Growth assays and area under the curve (AUC). (A) Control treatment AUC boxplots (above) and mean growth curves (below). PA from the five conditions was grown in LB with no additional challenge—PA evolved alongside SA had significantly higher AUC than all other conditions (P < 0.05). (B) SA treatment AUC boxplots (above) and mean growth curves (below). PA grown in LB with SA added. PA evolved with SA had significantly greater AUC than the ancestral (P < 0.05) but not significantly different from the transfer control PAO1t10 (P > 0.05). (C) Luz19 treatment AUC boxplots (above) and mean growth curves (below). Conditions subject to co-evolution with Luz19 (+Luz19 and +SA+Luz19) had significantly greater AUC than those not evolved with the phage (P < 0.05) and were not significantly different from one another (P > 0.05). There was no significant difference between the AUC of conditions not previously exposed to the phage (P > 0.05). (D) SA and Luz19 treatment AUC boxplots (above) and mean growth curves (below). Conditions subject to co-evolution with Luz19 (+Luz19 and +SA+Luz19) had significantly greater AUC than those not evolved with the phage (P < 0.05) and were not significantly different from one another (P > 0.05). There was no significant difference between the AUC of conditions not previously exposed to the phage (P > 0.05). Boxplot ranges are the 1.5× interquartile ranges, and error bars on the growth curves are standard error.

Fig 3

Chromosomal single-nucleotide polymorphisms (SNPs) defined for all co-evolution condition replicates and the ancestral PAO1. SNPs were determined using breseq (version 0.31). SNPs of two variations in 5 out of 5 (5/5) +Luz19 co-evo replicates and 3/5 +SA+Luz19 co-evo replicates. In all but one of these replicate sequences, the SNP in pilR is C192Y (TGC → TAC). Replicate B of the +Luz19 condition had a different SNP in pilR, P189Q (CCG → CAG). Of the replicates in the two conditions that were subject to co-evolution with Luz19, two lacked an SNP in pilR, both in the +SA+Luz19 condition. Replicate B instead had a 197 bp deletion in pilZ. Replicate A of +SA+Luz19 was the only replicate co-evolved alongside Luz19 that sequencing did not reveal a pil gene mutation; instead, a PQS system mutation was identified in pqsR.

Fig 4

Mutations in key regulatory factors of T4P biogenesis confer phage resistance. (A) PilR serves as the response regulator of pilA transcription.
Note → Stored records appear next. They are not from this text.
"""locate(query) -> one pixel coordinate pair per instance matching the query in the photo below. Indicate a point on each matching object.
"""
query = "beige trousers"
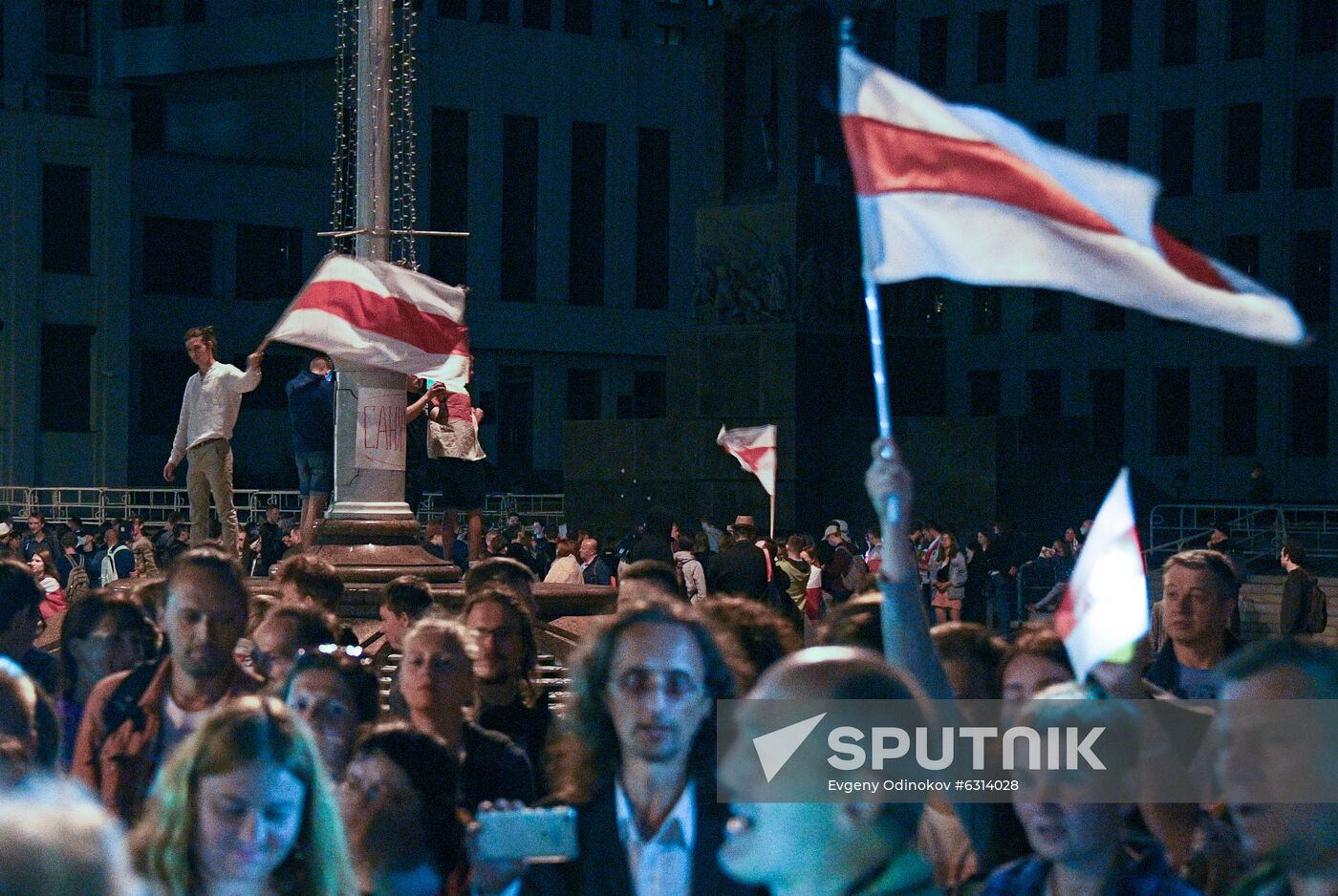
(211, 474)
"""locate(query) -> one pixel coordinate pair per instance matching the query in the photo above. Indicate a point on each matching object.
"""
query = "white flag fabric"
(962, 193)
(381, 314)
(1106, 606)
(755, 447)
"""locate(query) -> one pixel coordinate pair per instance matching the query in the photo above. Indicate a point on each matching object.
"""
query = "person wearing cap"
(742, 567)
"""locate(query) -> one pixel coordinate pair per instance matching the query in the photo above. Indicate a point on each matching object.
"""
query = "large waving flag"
(1106, 608)
(755, 448)
(381, 314)
(962, 193)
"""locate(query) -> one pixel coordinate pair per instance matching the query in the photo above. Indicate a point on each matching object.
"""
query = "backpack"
(109, 565)
(1317, 614)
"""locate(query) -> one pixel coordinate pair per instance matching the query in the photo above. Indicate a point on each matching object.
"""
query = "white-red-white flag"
(755, 447)
(375, 313)
(1106, 606)
(962, 193)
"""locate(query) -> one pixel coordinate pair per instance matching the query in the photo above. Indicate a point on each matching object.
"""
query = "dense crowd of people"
(249, 744)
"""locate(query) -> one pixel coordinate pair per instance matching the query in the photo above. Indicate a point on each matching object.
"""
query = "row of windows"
(1238, 427)
(1241, 144)
(1315, 31)
(178, 256)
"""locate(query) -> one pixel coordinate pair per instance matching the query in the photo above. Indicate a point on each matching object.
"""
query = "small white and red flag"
(755, 447)
(962, 193)
(378, 314)
(1106, 608)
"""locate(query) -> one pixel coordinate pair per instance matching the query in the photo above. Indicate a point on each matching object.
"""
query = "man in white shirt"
(205, 430)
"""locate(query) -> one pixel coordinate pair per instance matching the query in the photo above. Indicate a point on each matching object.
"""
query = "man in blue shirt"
(311, 405)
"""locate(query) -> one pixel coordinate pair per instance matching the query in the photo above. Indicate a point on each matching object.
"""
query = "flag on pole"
(755, 447)
(1106, 606)
(962, 193)
(378, 314)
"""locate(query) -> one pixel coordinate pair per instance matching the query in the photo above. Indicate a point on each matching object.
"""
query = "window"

The sensor kinase, PilS, phosphorylates PilR, activating it, which, in turn, activates transcription of pilA, which encodes for the major pilin subunit, PilA. (B) PilZ regulates T4P biogenesis. By binding to the extension ATPase, PilB activates shaft polymerization. PilZ and FimX are necessary for PilB activation. (C) Without PilZ binding, PilB remains inactive, and energy is not generated for shaft assembly. (D) Defective PilR does not activate transcription of pilA, no PilA subunits are synthesized, and thus, the shaft is not assembled.